Im dritten Jahr stand ein gleichlanger Ausbildungslehrgang in England auf dem Plan, infolge Corona verbrachte ich diesen online zu Hause. Ebenfalls im zweiten Jahr mussten wir in der Schule, in Gruppen eingeteilt, ein Miniunternehmen gründen und für einige Monate ein Produkt vermarkten. Ehrgeizig wie ich bin, bewarb ich mich als CEO und durfte unsere Gruppe für einige Monate in dieser leitenden Position führen. Meine SchulkollegInnen zu motivieren und zu leiten, dies stellte ich mir definitiv einfacher vor.
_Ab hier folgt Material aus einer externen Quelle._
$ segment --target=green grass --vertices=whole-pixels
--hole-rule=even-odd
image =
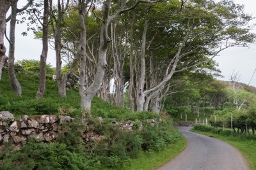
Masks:
[[[200,114],[199,118],[201,119],[201,123],[203,122],[203,119],[204,119],[204,122],[205,122],[205,118],[207,120],[209,119],[212,114],[213,113],[214,110],[210,110],[209,108],[205,108],[205,113],[204,114],[203,108],[200,108]],[[186,120],[186,113],[181,112],[179,112],[175,115],[172,115],[172,118],[173,119],[173,121],[185,121]],[[195,119],[197,118],[197,122],[199,122],[199,118],[197,117],[197,114],[196,113],[191,113],[191,112],[187,113],[187,121],[188,122],[195,122]]]
[[[108,170],[153,170],[159,167],[177,157],[187,146],[187,141],[182,136],[175,145],[169,145],[159,152],[141,152],[136,159],[131,160],[130,166],[122,169],[108,169]]]
[[[223,136],[211,132],[193,130],[193,132],[212,137],[225,141],[236,148],[244,157],[251,169],[256,169],[256,140],[239,136]]]
[[[16,119],[24,115],[38,115],[44,114],[58,115],[65,112],[72,117],[81,117],[80,96],[78,89],[67,90],[67,97],[61,98],[58,94],[58,86],[50,76],[46,79],[46,90],[44,97],[36,99],[38,86],[38,76],[27,71],[21,71],[17,74],[22,87],[22,96],[18,97],[13,92],[7,71],[3,69],[0,81],[0,111],[7,110],[13,113]],[[92,103],[93,117],[115,118],[120,120],[136,120],[159,118],[159,115],[148,111],[132,113],[129,110],[113,106],[95,97]]]

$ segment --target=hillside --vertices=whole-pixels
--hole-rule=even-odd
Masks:
[[[120,169],[124,167],[129,169],[131,164],[131,169],[141,168],[144,164],[154,167],[178,154],[186,145],[166,115],[152,126],[148,119],[156,120],[159,115],[150,112],[131,113],[95,97],[92,116],[102,117],[104,121],[90,118],[81,123],[77,89],[68,90],[67,97],[61,98],[58,96],[56,83],[49,76],[45,97],[36,99],[38,76],[22,70],[17,78],[22,96],[17,97],[12,90],[7,73],[4,69],[0,81],[0,112],[9,111],[16,120],[24,115],[45,114],[67,115],[76,119],[59,127],[58,138],[53,143],[38,143],[31,138],[26,144],[15,143],[13,146],[12,139],[3,142],[2,134],[6,132],[0,133],[0,169]],[[111,124],[113,118],[120,123]],[[128,120],[134,124],[132,130],[122,127],[122,122]],[[0,119],[1,131],[8,128],[3,127],[4,122],[2,121]],[[14,134],[22,136],[20,131]]]
[[[42,114],[65,114],[73,117],[81,117],[78,88],[68,90],[67,97],[61,98],[58,94],[57,83],[52,81],[51,75],[49,75],[46,80],[45,97],[36,99],[35,96],[38,75],[21,70],[17,74],[17,78],[22,87],[21,97],[17,97],[13,92],[7,71],[3,70],[3,78],[0,81],[0,111],[8,110],[17,118],[24,115]],[[116,120],[134,120],[138,113],[131,113],[127,109],[116,107],[95,97],[92,102],[92,114],[93,117],[115,118]],[[140,113],[140,117],[147,118],[159,117],[150,112]]]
Die Tätigkeit als CEO brachte mich einige Male an meine Grenzen.
Nun freue ich mich, bald meine Abschlussprüfungen in den wirtschaftlichen Fächer ablegen zu können. Die externen Sprachexamen habe ich bereits erfolgreich bestanden. Rückblickend muss ich sagen, waren diese drei Jahre für mich sehr anstrengend. Dass ich in beiden Bereichen brillieren will, kostet mich einiges an Kraft und Energie. Ich wünschte mir, hätte ich mir das eine oder andere Mal mehr gegönnt, mich zurücklehnen zu können. Aber nun freue ich mich, bald in die Arbeitswelt übertreten zu können. Und hoffentlich wieder aktiver Turniere bestreiten zu können. Ich habe mich nämlich entschieden, zur Zeit der Abschlussprüfungen keine Turniere zu bestreiten.
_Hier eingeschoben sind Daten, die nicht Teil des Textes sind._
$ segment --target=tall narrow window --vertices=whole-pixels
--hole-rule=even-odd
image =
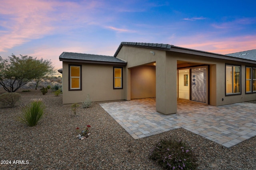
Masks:
[[[246,92],[252,92],[252,68],[246,67]]]
[[[188,86],[188,74],[184,74],[184,86]]]
[[[241,66],[226,65],[226,94],[241,94]]]
[[[114,67],[114,88],[122,89],[122,68]]]
[[[82,90],[81,67],[81,65],[69,65],[69,90]]]
[[[256,68],[252,68],[252,92],[256,92]]]
[[[256,68],[247,66],[246,74],[246,93],[256,92]]]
Wenn ich zurückschaue, kann ich sagen, hatte ich immer Glück mit meinen Trainern. Ich habe jedem ein Stück meines reiterlichen Könnens zu verdanken. Jeder hat mich fördernd unterstützt. Jeder war mir sehr wichtig. Jeder hat mich als Mensch wie als Reiter weitergebracht. Und ich sehe in jedem einen Wegbegleiter. Bei Birgit Wienzek-Pläge, ihrem Mann Christian Pläge und ihrem ganzen Team fühle ich mich bestens betreut und aufgehoben. Ich freue mich sehr auf die weiteren Schritte.